Were gonna look a little bit at that glycolysis. You can see the glucose, one molecule of glucose. How
many carbons are in glucose? 6. How many are in pyruvate? 3. Right. So youre breaking down
glucose to pyruvate in glycolysis. Another name for it is the Embden-Meyerhof pathway, remember
they use that. You get two molecules of pyruvate. two 3-carbon compounds, pyruvate. And this
reaction, glycolysis, can occur anaerobically. Youll learn more about what that means in about twenty
minutes or so. Anaerobic, it does not require oxygen. It does not require molecular oxygen. Right now,
we require, we need oxygen to grow. Right now, were breathing air. And theres about 20% free
oxygen, O
2
. We need that, we wouldnt survive without oxygen. But this reaction can go on inside a cell.

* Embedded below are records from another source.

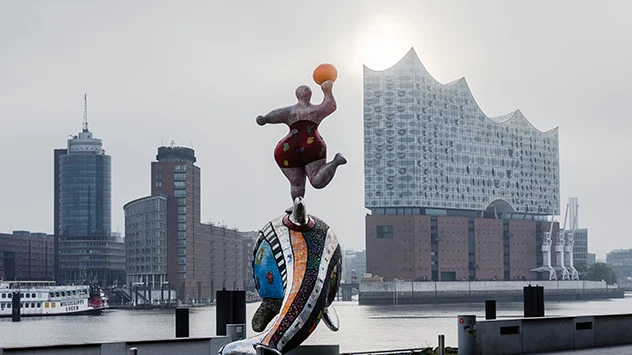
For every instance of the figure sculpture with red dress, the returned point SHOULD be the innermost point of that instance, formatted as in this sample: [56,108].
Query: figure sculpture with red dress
[302,153]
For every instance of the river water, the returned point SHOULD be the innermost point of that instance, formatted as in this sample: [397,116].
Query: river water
[362,327]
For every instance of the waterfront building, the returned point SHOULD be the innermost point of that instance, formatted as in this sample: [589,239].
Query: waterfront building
[452,194]
[166,241]
[592,259]
[85,249]
[354,266]
[621,262]
[27,256]
[580,249]
[146,241]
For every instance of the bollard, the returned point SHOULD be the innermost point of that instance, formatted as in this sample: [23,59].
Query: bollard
[466,329]
[230,309]
[236,331]
[539,301]
[490,309]
[533,300]
[182,322]
[15,307]
[441,348]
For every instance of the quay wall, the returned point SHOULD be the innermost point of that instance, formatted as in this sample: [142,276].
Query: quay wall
[547,334]
[189,346]
[408,292]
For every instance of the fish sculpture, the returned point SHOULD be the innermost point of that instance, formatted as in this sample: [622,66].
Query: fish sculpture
[297,265]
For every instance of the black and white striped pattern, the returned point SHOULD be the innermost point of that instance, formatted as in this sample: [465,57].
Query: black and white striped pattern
[270,235]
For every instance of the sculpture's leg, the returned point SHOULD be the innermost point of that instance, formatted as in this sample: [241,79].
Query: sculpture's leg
[320,173]
[267,310]
[297,179]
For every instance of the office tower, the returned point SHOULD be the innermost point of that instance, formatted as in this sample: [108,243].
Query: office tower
[86,250]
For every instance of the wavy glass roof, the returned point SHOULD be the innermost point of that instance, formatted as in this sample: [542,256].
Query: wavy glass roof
[429,144]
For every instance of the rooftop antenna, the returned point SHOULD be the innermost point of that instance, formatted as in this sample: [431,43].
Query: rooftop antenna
[85,112]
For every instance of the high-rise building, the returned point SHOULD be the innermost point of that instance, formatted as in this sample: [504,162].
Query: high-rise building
[453,194]
[175,176]
[592,259]
[27,256]
[580,248]
[621,262]
[86,250]
[146,241]
[165,240]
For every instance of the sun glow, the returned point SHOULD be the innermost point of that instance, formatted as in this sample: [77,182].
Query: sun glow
[381,45]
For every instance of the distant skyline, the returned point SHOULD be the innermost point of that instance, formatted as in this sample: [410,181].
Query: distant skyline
[199,73]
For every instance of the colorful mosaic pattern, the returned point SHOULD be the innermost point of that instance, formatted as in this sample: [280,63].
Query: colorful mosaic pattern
[311,261]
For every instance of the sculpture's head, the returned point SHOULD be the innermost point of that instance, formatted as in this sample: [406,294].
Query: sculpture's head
[304,94]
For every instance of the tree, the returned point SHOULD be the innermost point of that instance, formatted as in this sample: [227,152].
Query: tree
[601,271]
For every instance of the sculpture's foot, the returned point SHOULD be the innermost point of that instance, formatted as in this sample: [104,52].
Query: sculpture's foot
[340,159]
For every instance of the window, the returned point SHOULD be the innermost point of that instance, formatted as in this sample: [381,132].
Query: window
[384,232]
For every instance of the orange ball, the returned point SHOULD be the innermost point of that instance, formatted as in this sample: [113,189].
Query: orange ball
[325,72]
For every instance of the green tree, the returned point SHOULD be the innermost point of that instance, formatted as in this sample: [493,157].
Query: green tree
[601,271]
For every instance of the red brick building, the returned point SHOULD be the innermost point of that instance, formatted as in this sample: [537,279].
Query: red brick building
[449,248]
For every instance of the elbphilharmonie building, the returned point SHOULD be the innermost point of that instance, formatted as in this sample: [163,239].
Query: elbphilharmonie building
[454,193]
[429,145]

This pathway, glycolysis, doesnt need oxygen. Later on, well see oxygen is important, but glycolysis
itself, can occur under anaerobic conditions. It can occur in aerobic as well, but well talk about both of
those later on. But the key here is glycolysis can occur under anaerobic conditions. You dont need
oxygen.

And then the pyruvate, once you get to pyruvate in cells, there are many different, what they call fates,
for pyruvate. Pyruvate can go off in many different directions. Many, many things can be done by cells
(and bacteria cells in particular) to pyruvate. And one of the most important of course is using pyruvate
to go into the TCA cycle, the Krebs cycle. Combines with acetyl-CoA to go into another Krebs. And this
occurs only aerobically. Aerobically. So, well go back to point these things later on as well. So TCA
cycle cannot occur under anaerobic conditions. Only with air, oxygen, free molecule oxygen. And then
from there, the TCA cycle, the molecules are broken up further to get an electron transport chain to get
ATP. And thats where most of the energy-. ATP is derived in cells by electron transport. So thats the
overview, I think youre familiar with that. Glycolysis. Glucose to pyruvate. pyruvate, well see, can go
into the TCA/Krebs cycle, or it can do many other things. Ill point out some of them. And then from the
TCA cycle going around, around, and around, and then being changed, molecules being produced,
sending them into the electron transport chain, where you get energy production. So here is how you
get the ATP. And they say, it used to always be the number of ATPs that you can get under respiration
such as shown here, these pathways, Whats the total number? Anybody remember? 30-something? 38,
right. But now some people say 36 or 38 ATP. Thats a tremendous amount of energy. 38 ATPs (are
shown below right there) can be derived from the breakdown of glucose. Thats sugar. Glucose itself.
Reserve of energy. You break it down. You break it down, step by step. Energy is released. Finally the
energy is shuttled through the electron transport chain. ATPs are produced, 36 to 38 ATPs. These
catabolic pathways are breaking down stuff to produce energy for greater use in growing, the anabolic
steps.

[computer pop-up: batter power is low (7% left)]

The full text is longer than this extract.